The Labor Department says the new regulations will not change the Fair Labor Standard Act’s minimum age requirements for agricultural employment, only the tasks young people can complete. The rules still allow children working on a farm owned by their parents to participate in any task, even those that may be deemed hazardous.

Those who support the new rules, including advocates from the Child Labor Coalition, have said child farm labor laws are antiquated. According to an article published by the American Academy of Pediatrics last month, farm-related injuries tend to be worse than other work-related injuries. Between 2001 and 2006, there were on average 26,000 children injured from agricultural work every year in the nation; 3,732 of those children had to be hospitalized annually and an average of 84 children below the age of 19 were killed in agricultural work accidents every year. Advocates like Sally Greenberg, co-chair of the Child Labor Coalition, said it’s time for more restrictions.

“The Department of Labor’s proposed safety rules are rooted in expert research and designed to protect child farmworkers,” she wrote in a press release. “Agriculture has long been exempt from child labor and occupational safety protections granted to all other industries. As new farm equipment is developed and our knowledge of pesticides and other risks to children evolve, it only makes sense to update the list of tasks that are off limits to hired child farmworkers.”

However, opponents of the new rules noted recent statistics released by the United States Department of Agriculture that reported injuries to young farm workers have dropped in half in the last decade, from 13. 5 injuries per 1,000 farms in 2001 to 7.2 injuries per 1,000 in 2009.

Those same critics worry the rules could hurt organizations like the Future Farmers of America. Jaime Cargill, Montana’s FFA director, said the group is “much more than cows and plows,” but a major part of the program is supervised agricultural experiences, where young people have a paid or unpaid job in agriculture. She said the new rules could regulate those important experiences and, without practicing those skills, the kids will be less prepared.

“(The new rules) would have a very detrimental effect because most of what these students are learning are life skills,” she said.

She added that while there is a risk of injury in agricultural work, such risks exist everywhere.

“I think it comes down to common sense and wisdom. There are millions of kids across the United States raised on ranches and farms and they get injured, but kids get injured in the cities too,” she said. “We don’t stop football players from playing when they break a leg and it’s the same with ranches.”

Currently the Labor Department is working on re-proposing a portion of the regulations that would clarify what is known as the “parental exemption,” which allows children to work any job on a farm or ranch owned by a family member. According to a Labor Department spokesperson, until it is re-proposed and the public is given time to comment, none of the rules will be implemented.

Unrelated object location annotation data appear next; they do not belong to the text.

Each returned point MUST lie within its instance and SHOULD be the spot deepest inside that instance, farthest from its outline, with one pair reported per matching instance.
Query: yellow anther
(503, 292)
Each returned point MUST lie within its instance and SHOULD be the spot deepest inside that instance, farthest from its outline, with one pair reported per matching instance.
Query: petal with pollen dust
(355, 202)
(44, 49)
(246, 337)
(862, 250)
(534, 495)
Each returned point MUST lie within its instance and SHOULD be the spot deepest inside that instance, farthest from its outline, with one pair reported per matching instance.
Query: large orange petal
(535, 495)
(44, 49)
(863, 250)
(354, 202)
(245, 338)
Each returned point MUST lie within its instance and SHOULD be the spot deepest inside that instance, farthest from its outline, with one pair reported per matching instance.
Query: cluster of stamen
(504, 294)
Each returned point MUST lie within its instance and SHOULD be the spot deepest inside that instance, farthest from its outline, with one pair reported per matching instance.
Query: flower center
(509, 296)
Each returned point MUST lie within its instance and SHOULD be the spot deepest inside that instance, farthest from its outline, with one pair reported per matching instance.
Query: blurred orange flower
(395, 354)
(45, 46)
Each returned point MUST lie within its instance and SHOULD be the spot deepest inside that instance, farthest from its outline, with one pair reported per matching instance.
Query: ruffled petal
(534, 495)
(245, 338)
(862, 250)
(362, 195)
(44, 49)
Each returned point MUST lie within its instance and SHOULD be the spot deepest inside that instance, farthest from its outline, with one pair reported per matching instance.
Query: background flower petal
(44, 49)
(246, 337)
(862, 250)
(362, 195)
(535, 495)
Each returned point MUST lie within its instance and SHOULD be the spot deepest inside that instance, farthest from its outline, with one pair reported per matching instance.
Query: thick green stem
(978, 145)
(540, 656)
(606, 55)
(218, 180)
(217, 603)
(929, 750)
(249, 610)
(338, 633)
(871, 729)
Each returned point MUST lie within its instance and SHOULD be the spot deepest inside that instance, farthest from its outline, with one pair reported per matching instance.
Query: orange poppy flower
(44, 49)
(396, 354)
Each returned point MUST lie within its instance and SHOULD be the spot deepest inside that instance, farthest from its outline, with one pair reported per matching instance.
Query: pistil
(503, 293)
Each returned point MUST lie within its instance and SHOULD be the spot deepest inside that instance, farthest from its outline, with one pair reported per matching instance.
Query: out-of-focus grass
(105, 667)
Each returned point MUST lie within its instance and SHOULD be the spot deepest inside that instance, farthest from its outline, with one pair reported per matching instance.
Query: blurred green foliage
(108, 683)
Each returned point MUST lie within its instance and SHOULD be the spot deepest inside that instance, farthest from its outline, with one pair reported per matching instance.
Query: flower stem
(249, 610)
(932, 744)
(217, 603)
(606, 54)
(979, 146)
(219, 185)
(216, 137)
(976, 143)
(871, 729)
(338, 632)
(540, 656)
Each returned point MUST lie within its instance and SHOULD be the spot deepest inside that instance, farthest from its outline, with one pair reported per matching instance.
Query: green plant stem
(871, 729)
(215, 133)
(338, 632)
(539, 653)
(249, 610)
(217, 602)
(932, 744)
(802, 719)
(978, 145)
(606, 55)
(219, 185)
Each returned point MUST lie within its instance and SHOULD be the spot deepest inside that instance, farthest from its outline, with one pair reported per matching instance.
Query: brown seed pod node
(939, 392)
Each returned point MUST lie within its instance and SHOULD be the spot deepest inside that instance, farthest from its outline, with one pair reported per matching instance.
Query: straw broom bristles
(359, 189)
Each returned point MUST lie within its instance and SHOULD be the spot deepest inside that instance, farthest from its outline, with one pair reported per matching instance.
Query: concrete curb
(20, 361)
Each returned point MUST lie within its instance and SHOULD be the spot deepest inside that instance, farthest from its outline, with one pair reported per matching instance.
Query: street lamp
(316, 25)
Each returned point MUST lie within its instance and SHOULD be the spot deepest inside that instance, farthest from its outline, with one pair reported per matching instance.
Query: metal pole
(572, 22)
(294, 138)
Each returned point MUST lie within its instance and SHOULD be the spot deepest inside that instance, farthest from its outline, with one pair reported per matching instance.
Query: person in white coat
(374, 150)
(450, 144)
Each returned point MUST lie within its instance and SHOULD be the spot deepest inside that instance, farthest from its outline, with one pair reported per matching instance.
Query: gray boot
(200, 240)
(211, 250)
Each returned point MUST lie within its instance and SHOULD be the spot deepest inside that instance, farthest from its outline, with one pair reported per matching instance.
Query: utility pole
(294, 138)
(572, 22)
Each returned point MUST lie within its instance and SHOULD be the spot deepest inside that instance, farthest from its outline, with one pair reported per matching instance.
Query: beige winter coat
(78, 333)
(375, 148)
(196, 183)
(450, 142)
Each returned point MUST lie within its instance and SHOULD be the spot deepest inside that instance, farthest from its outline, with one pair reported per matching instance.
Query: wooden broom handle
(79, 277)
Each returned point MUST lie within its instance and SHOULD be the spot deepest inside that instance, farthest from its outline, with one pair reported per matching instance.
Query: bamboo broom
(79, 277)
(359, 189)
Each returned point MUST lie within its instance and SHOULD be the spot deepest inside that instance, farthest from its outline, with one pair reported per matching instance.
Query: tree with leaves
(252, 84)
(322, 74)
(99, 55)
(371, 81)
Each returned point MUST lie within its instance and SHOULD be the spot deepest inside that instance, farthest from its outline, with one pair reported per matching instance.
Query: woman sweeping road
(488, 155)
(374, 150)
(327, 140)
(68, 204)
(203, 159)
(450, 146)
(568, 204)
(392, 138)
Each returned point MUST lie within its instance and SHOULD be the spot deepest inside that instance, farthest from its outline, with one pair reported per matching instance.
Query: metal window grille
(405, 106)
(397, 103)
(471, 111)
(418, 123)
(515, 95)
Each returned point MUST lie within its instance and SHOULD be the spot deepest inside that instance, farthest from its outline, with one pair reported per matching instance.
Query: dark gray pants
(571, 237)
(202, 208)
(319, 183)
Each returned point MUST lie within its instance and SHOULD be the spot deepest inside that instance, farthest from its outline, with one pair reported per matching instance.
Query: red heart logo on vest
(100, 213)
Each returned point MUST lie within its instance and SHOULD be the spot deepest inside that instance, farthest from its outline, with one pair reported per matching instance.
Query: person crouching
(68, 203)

Some members of Congress are working to stall the new regulations. In March, bills were introduced in both the U.S. House of Representatives and the Senate that would prevent their implementation. Rehberg, Tester and Sen. Max Baucus supported the legislation.

Heupel, who has been teaching at the agricultural education center (part of School District 5) for eight years, said he is concerned that the new rules will derail students’ education. Although classes like his would likely remain unchanged, some of his younger students would be unable to apply their skills in summer or after-school jobs in the industry.

Iris Matulevich, a 16-year-old at Flathead High School who grew up working on a ranch, agreed. She said the new rules could prevent her from finding a summer job on a farm, even though she knows she is capable.

“Some of these rules are crazy and it’s really vague, so it’s hard to interpret,” she said. “I think they’re trying to protect kids, but I think they’re going too far.”

Heupel hopes the Labor Department will reconsider the new rules and add provisions that would protect educational experiences, including those where students are employed.

“There’s a lot of gray area and that’s sort of scary,” he said. “How will it all come out in the wash?”